Every morning, Huila prayed about Teresita.

Everything was in place. She rubbed her eyes, she picked up her snake mummy. Something was coming.

Twenty-four

CABORA WAS RUSTIC, compared to La Capilla and Alamos. But Aquihuiquichi was prehistoric compared to Cabora. There was no great house. The land was rocky and severe. Their one windmill creaked and moaned day and night, and it sucked a brownish trickle out of the earth, and horses, steers, and workers collected it from the rusty troughs dug into the sand under three gnarled mesquites. With no Segundo to keep the vaqueros working, nobody attended to the buildings or the rudimentary barns. Goats wandered in and out of the huts. Garbage piled up between the buildings, and pigs snorted there, adding their stink to the mess.

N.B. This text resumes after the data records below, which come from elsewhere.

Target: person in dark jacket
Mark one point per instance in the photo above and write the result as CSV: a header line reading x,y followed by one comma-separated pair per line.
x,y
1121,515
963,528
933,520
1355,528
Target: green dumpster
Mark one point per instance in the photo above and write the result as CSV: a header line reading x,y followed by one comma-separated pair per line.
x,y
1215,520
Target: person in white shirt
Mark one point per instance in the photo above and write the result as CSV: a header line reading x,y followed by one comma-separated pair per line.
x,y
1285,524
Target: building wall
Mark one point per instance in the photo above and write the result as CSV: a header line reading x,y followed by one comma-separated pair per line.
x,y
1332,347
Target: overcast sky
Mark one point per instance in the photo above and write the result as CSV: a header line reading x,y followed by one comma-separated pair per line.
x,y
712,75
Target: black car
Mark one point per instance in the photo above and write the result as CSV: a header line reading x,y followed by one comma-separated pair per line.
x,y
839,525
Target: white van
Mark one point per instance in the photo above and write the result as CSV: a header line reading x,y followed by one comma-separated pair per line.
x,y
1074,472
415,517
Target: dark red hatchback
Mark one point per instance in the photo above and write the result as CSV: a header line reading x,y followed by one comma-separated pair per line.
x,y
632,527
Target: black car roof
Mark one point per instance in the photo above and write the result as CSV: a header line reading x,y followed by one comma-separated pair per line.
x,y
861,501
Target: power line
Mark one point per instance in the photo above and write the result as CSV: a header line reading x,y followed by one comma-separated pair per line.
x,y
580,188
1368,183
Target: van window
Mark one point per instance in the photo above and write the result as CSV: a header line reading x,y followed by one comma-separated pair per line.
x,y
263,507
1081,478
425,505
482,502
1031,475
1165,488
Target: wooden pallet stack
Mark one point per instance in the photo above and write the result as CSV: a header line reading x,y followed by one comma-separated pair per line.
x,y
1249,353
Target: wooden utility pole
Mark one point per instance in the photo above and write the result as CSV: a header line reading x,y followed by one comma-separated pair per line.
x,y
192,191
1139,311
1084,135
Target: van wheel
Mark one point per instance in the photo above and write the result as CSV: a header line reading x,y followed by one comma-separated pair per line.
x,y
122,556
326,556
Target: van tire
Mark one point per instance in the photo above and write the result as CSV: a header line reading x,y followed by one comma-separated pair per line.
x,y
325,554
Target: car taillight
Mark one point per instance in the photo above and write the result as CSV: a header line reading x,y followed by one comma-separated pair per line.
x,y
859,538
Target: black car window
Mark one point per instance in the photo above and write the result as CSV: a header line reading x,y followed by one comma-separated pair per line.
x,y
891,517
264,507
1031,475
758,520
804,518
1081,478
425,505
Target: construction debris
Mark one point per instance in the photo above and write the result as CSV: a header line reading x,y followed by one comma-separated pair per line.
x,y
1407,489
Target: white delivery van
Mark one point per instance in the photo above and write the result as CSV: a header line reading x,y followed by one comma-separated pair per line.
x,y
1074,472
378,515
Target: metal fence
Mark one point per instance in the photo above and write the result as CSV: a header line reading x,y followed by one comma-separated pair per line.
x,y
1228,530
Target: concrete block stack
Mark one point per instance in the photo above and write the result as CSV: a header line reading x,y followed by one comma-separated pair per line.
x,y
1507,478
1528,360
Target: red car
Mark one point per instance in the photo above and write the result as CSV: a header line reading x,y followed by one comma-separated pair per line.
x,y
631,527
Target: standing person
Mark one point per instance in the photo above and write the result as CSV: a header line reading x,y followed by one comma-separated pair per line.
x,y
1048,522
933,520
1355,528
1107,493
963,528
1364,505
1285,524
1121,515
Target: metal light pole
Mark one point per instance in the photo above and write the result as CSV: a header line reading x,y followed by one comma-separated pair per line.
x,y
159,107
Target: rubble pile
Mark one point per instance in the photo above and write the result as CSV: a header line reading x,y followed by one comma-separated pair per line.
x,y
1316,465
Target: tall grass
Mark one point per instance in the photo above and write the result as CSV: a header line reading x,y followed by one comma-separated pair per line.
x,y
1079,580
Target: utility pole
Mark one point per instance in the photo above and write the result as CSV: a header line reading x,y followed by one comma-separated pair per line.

Teresita slept in the shack of Don Teófano and his niece. She considered it an exile. The shack was up a rise from the twelve other houses. It lay between two huge pale boulders, and these kept the house shielded from the sun for much of the day, and the one good thing about it, aside from the fact that Teófano kept his plot spotlessly clean, was that the structure retained the night’s coolness long into the morning. In winter, when the desert turned cold, the rocks radiated sun heat into the night. They also diverted the wind. Teófano said they made the shack into a small fort, since he’d only have to shoot out the front and back walls in case of Indian or bandit raids. Of course, the boulders were also home to rattlesnakes, and Teresita learned to walk carefully when she exited the front door. It was common in the morning to find three or four snakes languidly taking in the sun on tall rocks at either side of the house.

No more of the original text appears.